Yamaha Lance les Nouveaux Waverunners 2025 Fous à Portimao
Yamaha pousse les gaz à fond à Portimão — Motomarine, ski nautique et une touche de folie
Nic Von Ruff Yamaha Jetblaster Pro
Quand Yamaha vous invite dans le sud du Portugal pour un week-end de folie aquatique, vous ne posez pas de questions. Vous dites oui, vous emportez votre maillot de bain le plus voyant, et vous vous préparez à des sensations fortes.
Le décor : Portimão
Portimão — un paradis baigné de soleil, parsemé de yachts, sur la côte de l'Algarve. Le genre d'endroit où les retraités bronzés sirotent un rosé millésimé tandis que les millionnaires de la tech font rugir leurs annexes comme s'ils jouaient dans Fast & Furious : Dérive méditerranéenne.
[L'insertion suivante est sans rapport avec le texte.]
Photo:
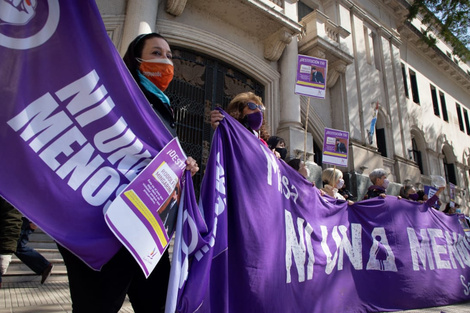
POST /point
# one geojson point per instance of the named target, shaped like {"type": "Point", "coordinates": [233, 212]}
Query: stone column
{"type": "Point", "coordinates": [141, 17]}
{"type": "Point", "coordinates": [290, 126]}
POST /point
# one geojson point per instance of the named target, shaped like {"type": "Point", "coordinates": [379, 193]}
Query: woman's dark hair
{"type": "Point", "coordinates": [134, 51]}
{"type": "Point", "coordinates": [239, 102]}
{"type": "Point", "coordinates": [295, 164]}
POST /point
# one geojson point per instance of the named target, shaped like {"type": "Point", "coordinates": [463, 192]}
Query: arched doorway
{"type": "Point", "coordinates": [200, 84]}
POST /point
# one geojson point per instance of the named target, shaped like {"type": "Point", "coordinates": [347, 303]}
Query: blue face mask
{"type": "Point", "coordinates": [254, 120]}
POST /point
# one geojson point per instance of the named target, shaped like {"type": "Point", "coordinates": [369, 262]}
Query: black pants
{"type": "Point", "coordinates": [105, 291]}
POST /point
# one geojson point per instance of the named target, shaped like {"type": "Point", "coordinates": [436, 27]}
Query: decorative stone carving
{"type": "Point", "coordinates": [274, 45]}
{"type": "Point", "coordinates": [175, 7]}
{"type": "Point", "coordinates": [335, 69]}
{"type": "Point", "coordinates": [235, 86]}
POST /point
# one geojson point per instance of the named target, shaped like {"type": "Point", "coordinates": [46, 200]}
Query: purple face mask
{"type": "Point", "coordinates": [254, 120]}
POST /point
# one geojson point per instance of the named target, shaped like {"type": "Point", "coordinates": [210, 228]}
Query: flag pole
{"type": "Point", "coordinates": [305, 133]}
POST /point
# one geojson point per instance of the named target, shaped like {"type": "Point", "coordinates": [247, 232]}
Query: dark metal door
{"type": "Point", "coordinates": [200, 84]}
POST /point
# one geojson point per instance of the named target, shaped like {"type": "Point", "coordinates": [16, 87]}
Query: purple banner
{"type": "Point", "coordinates": [74, 126]}
{"type": "Point", "coordinates": [271, 243]}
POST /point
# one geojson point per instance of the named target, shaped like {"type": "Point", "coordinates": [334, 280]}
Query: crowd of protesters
{"type": "Point", "coordinates": [104, 291]}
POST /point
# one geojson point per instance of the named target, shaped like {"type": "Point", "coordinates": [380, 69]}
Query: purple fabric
{"type": "Point", "coordinates": [74, 126]}
{"type": "Point", "coordinates": [278, 246]}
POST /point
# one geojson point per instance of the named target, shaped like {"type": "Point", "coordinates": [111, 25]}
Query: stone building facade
{"type": "Point", "coordinates": [223, 47]}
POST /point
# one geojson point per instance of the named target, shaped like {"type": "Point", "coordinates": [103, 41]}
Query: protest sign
{"type": "Point", "coordinates": [311, 76]}
{"type": "Point", "coordinates": [335, 147]}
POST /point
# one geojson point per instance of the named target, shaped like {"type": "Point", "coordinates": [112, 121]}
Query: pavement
{"type": "Point", "coordinates": [32, 297]}
{"type": "Point", "coordinates": [54, 297]}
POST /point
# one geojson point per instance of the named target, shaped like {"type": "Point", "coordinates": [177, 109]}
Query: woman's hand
{"type": "Point", "coordinates": [191, 165]}
{"type": "Point", "coordinates": [216, 117]}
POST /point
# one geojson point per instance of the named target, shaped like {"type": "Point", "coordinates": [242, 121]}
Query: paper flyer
{"type": "Point", "coordinates": [143, 215]}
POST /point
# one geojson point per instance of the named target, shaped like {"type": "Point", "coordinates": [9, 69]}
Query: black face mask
{"type": "Point", "coordinates": [282, 152]}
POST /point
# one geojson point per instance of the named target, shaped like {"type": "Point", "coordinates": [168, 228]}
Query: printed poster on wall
{"type": "Point", "coordinates": [335, 147]}
{"type": "Point", "coordinates": [311, 76]}
{"type": "Point", "coordinates": [143, 216]}
{"type": "Point", "coordinates": [452, 194]}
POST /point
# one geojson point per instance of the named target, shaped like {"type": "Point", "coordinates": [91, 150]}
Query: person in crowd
{"type": "Point", "coordinates": [277, 144]}
{"type": "Point", "coordinates": [149, 60]}
{"type": "Point", "coordinates": [346, 193]}
{"type": "Point", "coordinates": [29, 256]}
{"type": "Point", "coordinates": [247, 108]}
{"type": "Point", "coordinates": [431, 202]}
{"type": "Point", "coordinates": [409, 192]}
{"type": "Point", "coordinates": [379, 180]}
{"type": "Point", "coordinates": [10, 228]}
{"type": "Point", "coordinates": [340, 146]}
{"type": "Point", "coordinates": [422, 196]}
{"type": "Point", "coordinates": [299, 166]}
{"type": "Point", "coordinates": [332, 179]}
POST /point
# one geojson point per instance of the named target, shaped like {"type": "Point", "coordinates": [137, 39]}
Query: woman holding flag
{"type": "Point", "coordinates": [149, 60]}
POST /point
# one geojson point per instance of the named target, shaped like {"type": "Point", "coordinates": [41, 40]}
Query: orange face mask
{"type": "Point", "coordinates": [158, 71]}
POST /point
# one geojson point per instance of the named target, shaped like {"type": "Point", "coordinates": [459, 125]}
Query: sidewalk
{"type": "Point", "coordinates": [54, 297]}
{"type": "Point", "coordinates": [32, 297]}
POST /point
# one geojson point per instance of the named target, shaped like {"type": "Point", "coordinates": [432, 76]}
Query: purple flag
{"type": "Point", "coordinates": [273, 244]}
{"type": "Point", "coordinates": [74, 126]}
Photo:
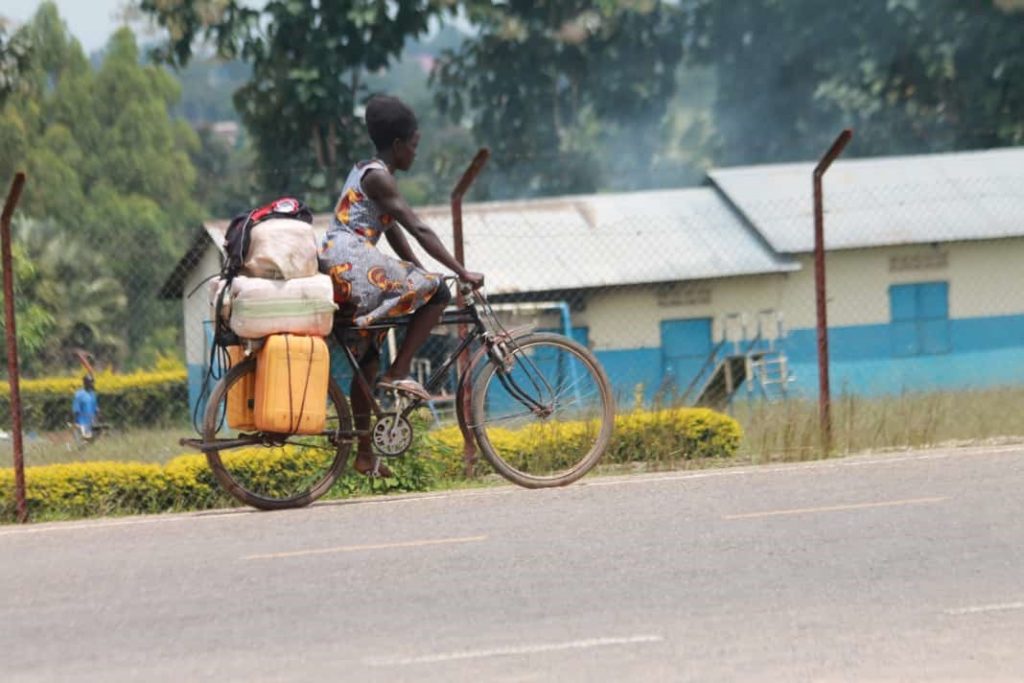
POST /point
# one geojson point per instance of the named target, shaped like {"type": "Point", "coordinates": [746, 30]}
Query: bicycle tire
{"type": "Point", "coordinates": [232, 478]}
{"type": "Point", "coordinates": [536, 439]}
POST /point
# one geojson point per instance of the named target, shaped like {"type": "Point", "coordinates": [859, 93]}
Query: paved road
{"type": "Point", "coordinates": [898, 567]}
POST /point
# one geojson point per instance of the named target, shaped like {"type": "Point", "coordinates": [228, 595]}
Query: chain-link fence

Mais ce week-end n'était pas fait pour la détente. Yamaha s'était installée en ville, apportant avec elle une armada de véhicules nautiques personnels, une suite de casse-cou aquatiques, et un certain Nic von Rupp — surfeur de grosses vagues, ambassadeur Yamaha, et l'homme que vous voudrez avoir sur la touche rapide si vous vous retrouvez jamais face à des vagues de 30 mètres avec seulement vos regrets pour vous tenir compagnie.
Dîner, verres et films de surf à risque mortel
Notre première soirée a démarré au charmant hôtel-resort Marina Portimão, où nous avons été accueillis par la directrice marketing européenne de Yamaha, délicieusement malveillante. Elle nous a présenté l'agenda du week-end — moitié adrénaline, moitié éducation, moitié hydratation extrême.
Puis c'était à Nic de prendre la parole, qui nous a montré des extraits de son film de surf Brusco, mettant en scène des vagues de la taille de petits immeubles de bureaux, beaucoup de jurons portugais, et un message sous-jacent : si vous tombez là-bas, vous avez vraiment, vraiment envie d'un jet de secours Yamaha à proximité.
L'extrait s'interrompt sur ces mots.